Richard P. Stanley Seminar in Combinatorics

The tropical variety defined by linear equations with constant coefficients is the Bergman fan of the corresponding matroid. Building on a self-contained introduction to matroid polytopes, we present a geometric construction of the Bergman fan, and we discuss its relationship with the simplicial complex of nested sets in the lattice of flats. The Bergman complex is triangulated by the nested set complex, and the two complexes coincide if and only if every connected flat remains connected after contracting along any subflat. This sharpens a result of Ardila-Klivans who showed that the Bergman complex is triangulated by the order complex of the lattice of flats. The nested sets specify the De Concini-Procesi compactification of the complement of a hyperplane arrangement, while the Bergman fan specifies the tropical compactification. These two compactifications are almost equal, and we highlight the subtle differences. This is a joint paper with Eva Feichter (math.CO/0411260).

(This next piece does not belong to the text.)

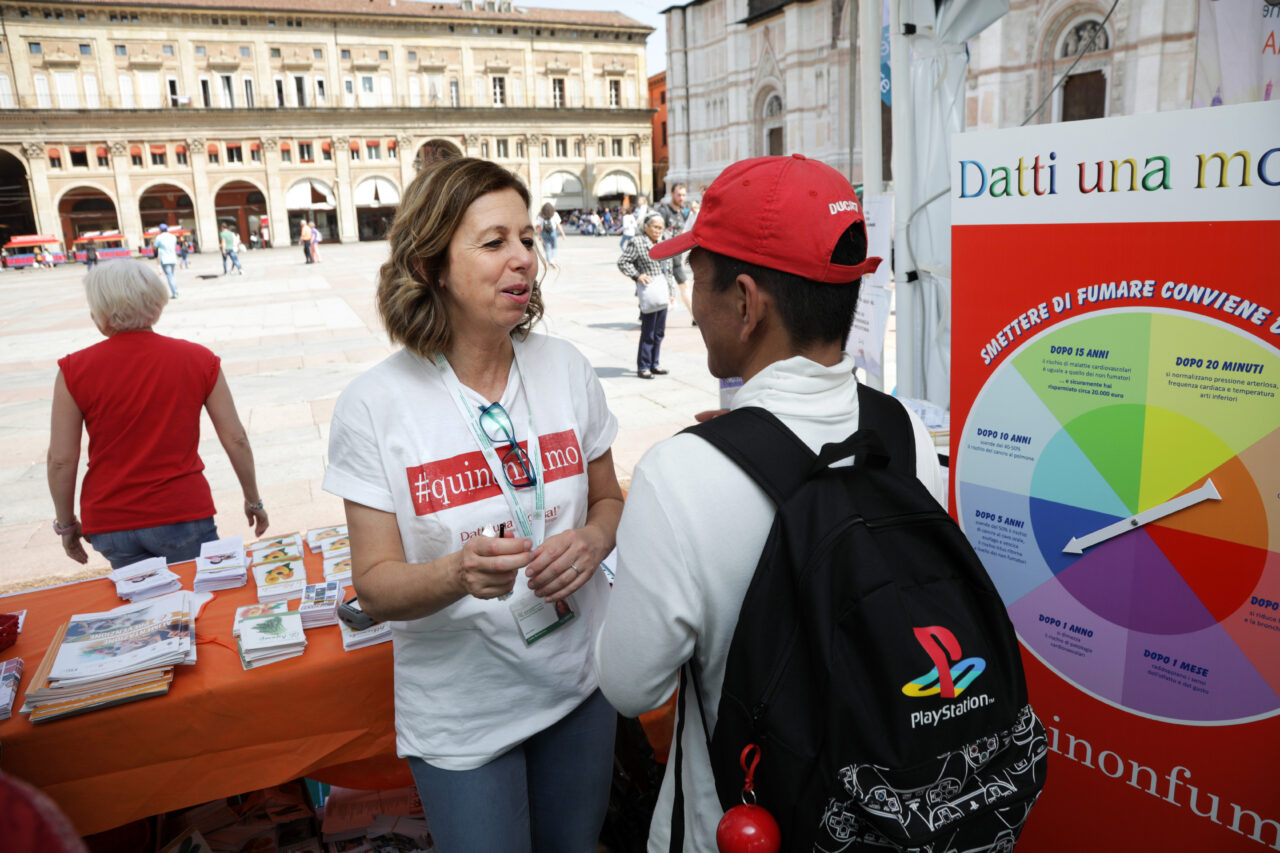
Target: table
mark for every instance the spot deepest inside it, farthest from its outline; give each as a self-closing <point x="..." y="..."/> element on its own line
<point x="220" y="730"/>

In 1980, Orlik and Solomon proved that the cohomology ring of the complement of a complex hyperplane arrangement is determined by the intersection poset of the arrangement. The relationship between combinatorial and topological aspects of arrangements has subsequently become a focal point of the subject. In this talk, we investigate the extent to which the topology of the boundary manifold of an arrangement is combinatorially determined. Specifically, we discuss an analogue of the Orlik-Solomon theorem for the boundary manifold.